Nouveaux usages / Nouveaux marchés

Avec l’arrivée des réseaux sociaux et des appareils mobiles, l’industrie du jeu vidéo a cherché à exploiter de nouveaux filons  : d’une part, amener le jeu sur des supports mobiles ; et d’autre, part s’adresser un nouveau public (le marché des « cazu [3] »). Pour penser des nouvelles structures de jeux, les développeurs de jeux vidéo partent de trois constats :

Un smartphone ou une tablette est un appareil multitâche. Les usagers l’utilisent pour plusieurs choses, il n’est pas utilisé que pour jouer : naviguer sur le web, répondre à ses mails, installer des applications, etc. L’utilisateur a donc une fréquence d’utilisation de son appareil relativement élevée. Ainsi le jeu est une activité possible sur l’appareil parmi d’autres. Le consommateur ne doit donc plus acheter un appareil de jeu à part : console portable, de salon etc.

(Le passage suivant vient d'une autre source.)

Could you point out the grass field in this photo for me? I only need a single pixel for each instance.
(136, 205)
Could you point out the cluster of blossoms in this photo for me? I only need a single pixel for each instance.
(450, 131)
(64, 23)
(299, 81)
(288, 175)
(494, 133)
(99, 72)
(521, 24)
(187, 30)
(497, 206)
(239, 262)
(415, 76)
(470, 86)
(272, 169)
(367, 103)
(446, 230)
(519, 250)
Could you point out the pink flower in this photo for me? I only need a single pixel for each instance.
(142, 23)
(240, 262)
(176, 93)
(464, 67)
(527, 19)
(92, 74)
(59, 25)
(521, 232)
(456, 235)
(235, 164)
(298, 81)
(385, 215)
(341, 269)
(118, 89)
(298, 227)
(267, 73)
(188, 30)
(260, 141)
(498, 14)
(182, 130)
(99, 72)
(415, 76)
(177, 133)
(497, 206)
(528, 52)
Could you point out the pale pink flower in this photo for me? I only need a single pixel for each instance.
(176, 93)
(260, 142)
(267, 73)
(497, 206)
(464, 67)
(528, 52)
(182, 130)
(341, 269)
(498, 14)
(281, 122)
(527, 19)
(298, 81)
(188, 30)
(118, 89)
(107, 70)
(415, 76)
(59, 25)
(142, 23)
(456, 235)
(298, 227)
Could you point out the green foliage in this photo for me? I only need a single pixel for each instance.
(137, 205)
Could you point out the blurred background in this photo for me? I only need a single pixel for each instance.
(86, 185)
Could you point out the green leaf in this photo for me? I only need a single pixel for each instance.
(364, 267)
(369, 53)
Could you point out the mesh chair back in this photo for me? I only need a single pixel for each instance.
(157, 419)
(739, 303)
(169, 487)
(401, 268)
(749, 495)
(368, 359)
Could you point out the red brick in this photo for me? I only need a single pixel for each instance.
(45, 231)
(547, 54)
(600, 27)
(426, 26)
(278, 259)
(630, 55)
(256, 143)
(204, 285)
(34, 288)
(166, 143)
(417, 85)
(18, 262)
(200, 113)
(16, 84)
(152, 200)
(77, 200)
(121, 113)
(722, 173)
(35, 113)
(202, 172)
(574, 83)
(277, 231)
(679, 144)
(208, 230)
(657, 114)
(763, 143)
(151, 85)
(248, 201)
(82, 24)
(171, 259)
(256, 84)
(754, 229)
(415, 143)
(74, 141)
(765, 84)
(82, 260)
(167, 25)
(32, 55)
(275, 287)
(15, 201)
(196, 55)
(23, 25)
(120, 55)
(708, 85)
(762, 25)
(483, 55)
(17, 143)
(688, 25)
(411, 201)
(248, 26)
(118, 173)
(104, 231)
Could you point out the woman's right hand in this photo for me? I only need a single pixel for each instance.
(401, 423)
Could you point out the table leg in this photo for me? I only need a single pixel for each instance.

Le développeur sait que l’utilisateur a souvent son smartphone/tablette sous la main. Ce point est un avantage pour le développeur qui a la possibilité d’interpeller l’utilisateur grâce à un système de notifications. Les notifications peuvent intervenir à tout moment lorsque le téléphone est allumé et non pas uniquement lors des phases de jeux. Ce système permet au logiciel du jeu d’interpeller le joueur à tout moment.

Les utilisateurs sont friands de réseaux sociaux numériques : ils partagent, communiquent, comparent… sur ces réseaux. L’importance de ces réseaux sociaux dans les usages du grand public n’est plus à démontrer.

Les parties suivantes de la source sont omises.